Submitted by tislas on
Description

 I am interested in studying the embodied and affective manifestations of climate change in addition to evaluating the landscapes and environments that are also viewed as embodying the changes of climate change. My interests therefore lie within the human-non-human networks of affective entanglements. In going forward with visualizing this project, I will be building upon my past preliminary research done in Coamiles, Nayarit, Mexico with ejidatarios. I will specifically be attempting to visualize the ways in which the ejidatarios that I worked with (many of whom are 40 years or older) have aged and transformed alongside and because of the land/landscapes they work and engage with.
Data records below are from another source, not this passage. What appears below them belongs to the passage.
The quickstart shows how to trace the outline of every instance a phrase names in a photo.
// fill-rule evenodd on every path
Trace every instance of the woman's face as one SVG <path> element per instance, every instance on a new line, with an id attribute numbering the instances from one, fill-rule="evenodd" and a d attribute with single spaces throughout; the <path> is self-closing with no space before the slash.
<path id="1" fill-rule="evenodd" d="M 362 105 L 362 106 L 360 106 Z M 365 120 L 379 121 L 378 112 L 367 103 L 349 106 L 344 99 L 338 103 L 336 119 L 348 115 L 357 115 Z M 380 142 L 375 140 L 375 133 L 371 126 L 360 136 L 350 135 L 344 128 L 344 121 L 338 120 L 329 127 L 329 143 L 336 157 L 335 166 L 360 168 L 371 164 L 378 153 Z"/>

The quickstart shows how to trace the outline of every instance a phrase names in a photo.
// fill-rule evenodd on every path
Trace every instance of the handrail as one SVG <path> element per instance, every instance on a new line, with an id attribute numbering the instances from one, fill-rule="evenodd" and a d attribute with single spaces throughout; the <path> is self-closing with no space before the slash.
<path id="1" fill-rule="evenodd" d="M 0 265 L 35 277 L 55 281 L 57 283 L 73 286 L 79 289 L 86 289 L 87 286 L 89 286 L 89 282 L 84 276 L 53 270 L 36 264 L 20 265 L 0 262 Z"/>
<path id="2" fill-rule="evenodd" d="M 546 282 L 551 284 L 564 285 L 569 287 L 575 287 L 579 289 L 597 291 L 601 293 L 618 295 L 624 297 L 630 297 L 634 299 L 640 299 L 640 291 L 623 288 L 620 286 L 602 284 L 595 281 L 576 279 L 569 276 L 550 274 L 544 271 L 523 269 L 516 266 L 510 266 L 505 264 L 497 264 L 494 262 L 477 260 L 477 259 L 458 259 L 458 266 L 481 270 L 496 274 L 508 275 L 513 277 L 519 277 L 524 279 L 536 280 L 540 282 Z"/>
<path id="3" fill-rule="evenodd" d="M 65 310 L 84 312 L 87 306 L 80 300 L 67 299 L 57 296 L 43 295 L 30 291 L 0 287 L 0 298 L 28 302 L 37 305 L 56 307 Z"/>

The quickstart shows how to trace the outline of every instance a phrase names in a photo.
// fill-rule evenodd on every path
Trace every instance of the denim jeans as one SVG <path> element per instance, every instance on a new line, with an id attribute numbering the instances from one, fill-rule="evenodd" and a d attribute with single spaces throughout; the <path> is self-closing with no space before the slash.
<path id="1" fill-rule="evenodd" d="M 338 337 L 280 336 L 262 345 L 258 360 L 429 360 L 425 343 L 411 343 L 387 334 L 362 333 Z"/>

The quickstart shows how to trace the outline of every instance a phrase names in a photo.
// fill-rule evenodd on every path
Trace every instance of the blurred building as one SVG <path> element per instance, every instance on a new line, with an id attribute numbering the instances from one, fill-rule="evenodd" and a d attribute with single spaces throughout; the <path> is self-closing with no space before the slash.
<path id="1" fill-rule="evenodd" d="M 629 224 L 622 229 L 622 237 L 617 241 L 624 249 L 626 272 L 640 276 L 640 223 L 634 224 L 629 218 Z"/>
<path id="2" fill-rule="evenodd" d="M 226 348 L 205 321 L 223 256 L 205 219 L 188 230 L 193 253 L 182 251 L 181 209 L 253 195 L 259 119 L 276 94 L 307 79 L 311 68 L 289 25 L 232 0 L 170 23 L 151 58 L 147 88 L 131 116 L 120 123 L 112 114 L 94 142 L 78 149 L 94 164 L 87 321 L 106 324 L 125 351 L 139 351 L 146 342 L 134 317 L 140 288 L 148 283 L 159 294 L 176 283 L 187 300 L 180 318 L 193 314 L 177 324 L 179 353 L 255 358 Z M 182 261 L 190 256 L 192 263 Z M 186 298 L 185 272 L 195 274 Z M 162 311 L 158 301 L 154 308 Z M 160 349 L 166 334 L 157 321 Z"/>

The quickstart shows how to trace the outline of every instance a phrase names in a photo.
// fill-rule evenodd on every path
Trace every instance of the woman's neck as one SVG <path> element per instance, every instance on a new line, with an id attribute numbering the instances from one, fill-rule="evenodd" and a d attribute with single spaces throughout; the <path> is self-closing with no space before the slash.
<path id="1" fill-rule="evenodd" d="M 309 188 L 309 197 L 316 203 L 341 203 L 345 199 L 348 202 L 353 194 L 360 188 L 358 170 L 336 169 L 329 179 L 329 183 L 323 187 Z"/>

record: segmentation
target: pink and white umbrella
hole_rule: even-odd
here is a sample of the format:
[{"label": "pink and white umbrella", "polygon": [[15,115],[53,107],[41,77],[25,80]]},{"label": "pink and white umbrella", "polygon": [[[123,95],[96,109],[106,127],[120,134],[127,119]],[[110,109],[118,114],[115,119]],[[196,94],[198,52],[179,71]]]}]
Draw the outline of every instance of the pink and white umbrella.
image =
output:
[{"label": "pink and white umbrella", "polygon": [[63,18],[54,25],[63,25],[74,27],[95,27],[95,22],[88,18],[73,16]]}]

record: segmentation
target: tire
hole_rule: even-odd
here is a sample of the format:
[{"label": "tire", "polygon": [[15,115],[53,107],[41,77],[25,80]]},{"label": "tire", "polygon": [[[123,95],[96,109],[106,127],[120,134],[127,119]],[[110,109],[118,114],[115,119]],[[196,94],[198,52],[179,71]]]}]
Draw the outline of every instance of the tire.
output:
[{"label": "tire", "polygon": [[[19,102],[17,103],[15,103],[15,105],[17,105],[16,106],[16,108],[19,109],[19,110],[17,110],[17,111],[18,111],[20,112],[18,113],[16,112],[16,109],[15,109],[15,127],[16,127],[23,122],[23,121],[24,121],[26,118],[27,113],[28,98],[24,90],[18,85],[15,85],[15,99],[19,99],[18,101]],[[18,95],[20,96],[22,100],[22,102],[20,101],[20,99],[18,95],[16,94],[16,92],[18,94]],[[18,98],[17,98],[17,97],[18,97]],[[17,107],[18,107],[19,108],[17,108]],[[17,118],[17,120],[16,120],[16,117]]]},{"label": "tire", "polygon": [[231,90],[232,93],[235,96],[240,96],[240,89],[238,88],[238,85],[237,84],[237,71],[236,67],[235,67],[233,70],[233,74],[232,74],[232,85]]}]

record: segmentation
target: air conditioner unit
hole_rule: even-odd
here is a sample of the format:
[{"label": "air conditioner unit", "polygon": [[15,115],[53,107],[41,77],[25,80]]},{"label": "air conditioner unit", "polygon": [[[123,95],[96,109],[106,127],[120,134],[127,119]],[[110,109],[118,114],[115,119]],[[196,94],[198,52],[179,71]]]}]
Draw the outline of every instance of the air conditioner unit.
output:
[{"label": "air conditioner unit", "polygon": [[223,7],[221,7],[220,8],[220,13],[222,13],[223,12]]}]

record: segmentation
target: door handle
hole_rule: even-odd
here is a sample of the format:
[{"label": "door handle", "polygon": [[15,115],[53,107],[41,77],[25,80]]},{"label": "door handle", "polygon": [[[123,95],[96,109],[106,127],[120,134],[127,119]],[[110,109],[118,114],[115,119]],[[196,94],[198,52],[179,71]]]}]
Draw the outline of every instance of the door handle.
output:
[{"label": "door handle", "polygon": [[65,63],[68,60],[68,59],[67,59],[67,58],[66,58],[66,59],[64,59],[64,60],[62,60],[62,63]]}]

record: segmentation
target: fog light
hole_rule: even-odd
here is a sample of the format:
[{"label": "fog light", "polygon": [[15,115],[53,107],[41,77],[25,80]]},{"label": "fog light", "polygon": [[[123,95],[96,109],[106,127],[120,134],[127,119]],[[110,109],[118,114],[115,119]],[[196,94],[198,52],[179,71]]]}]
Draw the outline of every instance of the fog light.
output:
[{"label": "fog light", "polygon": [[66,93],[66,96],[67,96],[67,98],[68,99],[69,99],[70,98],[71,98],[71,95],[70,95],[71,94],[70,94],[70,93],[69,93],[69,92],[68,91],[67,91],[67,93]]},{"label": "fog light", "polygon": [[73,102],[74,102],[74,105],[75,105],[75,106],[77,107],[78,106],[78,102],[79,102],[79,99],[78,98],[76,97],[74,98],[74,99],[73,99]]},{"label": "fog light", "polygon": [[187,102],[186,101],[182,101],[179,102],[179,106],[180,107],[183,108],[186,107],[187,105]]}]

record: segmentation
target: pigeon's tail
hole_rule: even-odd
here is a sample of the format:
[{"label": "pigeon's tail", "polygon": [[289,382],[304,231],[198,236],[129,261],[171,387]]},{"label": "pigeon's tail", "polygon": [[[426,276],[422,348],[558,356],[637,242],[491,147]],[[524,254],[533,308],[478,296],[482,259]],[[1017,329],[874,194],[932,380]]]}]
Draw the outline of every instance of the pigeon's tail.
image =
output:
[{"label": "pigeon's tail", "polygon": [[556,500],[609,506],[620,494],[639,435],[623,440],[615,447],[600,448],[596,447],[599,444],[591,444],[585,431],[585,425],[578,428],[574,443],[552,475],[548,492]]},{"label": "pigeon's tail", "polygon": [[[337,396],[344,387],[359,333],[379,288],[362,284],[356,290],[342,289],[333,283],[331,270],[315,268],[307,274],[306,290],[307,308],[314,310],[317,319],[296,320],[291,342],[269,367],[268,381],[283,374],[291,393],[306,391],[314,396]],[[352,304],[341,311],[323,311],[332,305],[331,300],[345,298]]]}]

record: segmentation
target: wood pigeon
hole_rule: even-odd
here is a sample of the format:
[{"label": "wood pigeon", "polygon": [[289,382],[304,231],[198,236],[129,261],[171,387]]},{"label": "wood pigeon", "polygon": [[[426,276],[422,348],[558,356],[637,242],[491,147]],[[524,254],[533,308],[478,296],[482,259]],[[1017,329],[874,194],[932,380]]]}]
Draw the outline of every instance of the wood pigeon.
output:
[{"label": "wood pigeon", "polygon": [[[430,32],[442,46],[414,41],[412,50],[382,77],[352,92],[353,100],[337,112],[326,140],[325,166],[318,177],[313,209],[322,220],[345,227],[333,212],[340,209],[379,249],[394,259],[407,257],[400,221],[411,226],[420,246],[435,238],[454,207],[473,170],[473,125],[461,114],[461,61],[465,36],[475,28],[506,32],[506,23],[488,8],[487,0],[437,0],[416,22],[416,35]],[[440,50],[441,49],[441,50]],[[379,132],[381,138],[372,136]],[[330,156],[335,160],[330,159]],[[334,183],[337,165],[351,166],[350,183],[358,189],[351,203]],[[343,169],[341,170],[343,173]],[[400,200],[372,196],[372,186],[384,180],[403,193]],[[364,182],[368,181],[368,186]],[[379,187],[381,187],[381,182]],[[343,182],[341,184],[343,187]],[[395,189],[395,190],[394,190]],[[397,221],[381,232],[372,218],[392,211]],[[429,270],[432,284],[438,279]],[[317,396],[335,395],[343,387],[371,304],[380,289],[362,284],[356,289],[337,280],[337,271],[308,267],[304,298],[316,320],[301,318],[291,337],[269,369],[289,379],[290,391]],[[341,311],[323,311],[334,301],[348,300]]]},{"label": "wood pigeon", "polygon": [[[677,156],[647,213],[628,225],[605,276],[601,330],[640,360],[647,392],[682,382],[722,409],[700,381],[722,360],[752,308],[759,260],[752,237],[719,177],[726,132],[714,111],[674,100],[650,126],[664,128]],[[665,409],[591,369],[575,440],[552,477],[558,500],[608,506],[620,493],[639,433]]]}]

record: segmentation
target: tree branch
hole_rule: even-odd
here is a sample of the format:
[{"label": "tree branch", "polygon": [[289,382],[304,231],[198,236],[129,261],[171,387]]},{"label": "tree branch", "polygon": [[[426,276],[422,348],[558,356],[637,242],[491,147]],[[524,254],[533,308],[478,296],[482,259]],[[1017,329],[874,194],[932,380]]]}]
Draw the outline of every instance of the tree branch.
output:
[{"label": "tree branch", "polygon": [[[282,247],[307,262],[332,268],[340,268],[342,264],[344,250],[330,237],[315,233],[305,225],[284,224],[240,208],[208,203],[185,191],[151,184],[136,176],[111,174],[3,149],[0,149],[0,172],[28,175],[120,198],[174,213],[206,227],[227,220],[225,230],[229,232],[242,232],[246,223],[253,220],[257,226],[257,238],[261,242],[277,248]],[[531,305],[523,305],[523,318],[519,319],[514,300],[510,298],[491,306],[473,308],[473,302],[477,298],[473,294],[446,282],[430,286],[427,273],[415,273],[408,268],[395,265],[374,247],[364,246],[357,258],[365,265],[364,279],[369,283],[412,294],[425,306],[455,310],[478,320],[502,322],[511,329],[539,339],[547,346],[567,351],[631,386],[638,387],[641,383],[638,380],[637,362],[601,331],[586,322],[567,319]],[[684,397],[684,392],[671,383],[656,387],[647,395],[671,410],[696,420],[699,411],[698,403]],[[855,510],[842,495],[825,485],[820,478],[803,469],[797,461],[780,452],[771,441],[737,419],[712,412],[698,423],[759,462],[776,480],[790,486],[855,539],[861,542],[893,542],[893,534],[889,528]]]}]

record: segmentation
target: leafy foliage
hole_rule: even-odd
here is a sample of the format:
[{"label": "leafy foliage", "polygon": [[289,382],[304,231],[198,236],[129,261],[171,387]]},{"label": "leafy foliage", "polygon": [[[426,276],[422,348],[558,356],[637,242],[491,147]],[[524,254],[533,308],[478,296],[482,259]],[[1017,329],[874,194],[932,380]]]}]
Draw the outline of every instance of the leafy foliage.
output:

In attempting to visualize this, I hope to illustrate the everyday, intimate, and possibly even mundane changes in both body and land that ejidatarios experience and articulate as climate change. I find this pertinent to the work of visualizing toxic subjects since it forces us to look into the forms of toxicity we may possibly look over, that being the slow, bodily experiences of aging bodies. I also hope to illustrate how these more quotidian narratives compare to how climate change is popularly imagined. In doing so, I aspire to locate where the everyday experience of farmers lie within broader Anthropocene and climate change debates. I will thus primarily be utilizing on my own personal photography, the images produced by the farmers themselves, in addition to archival material.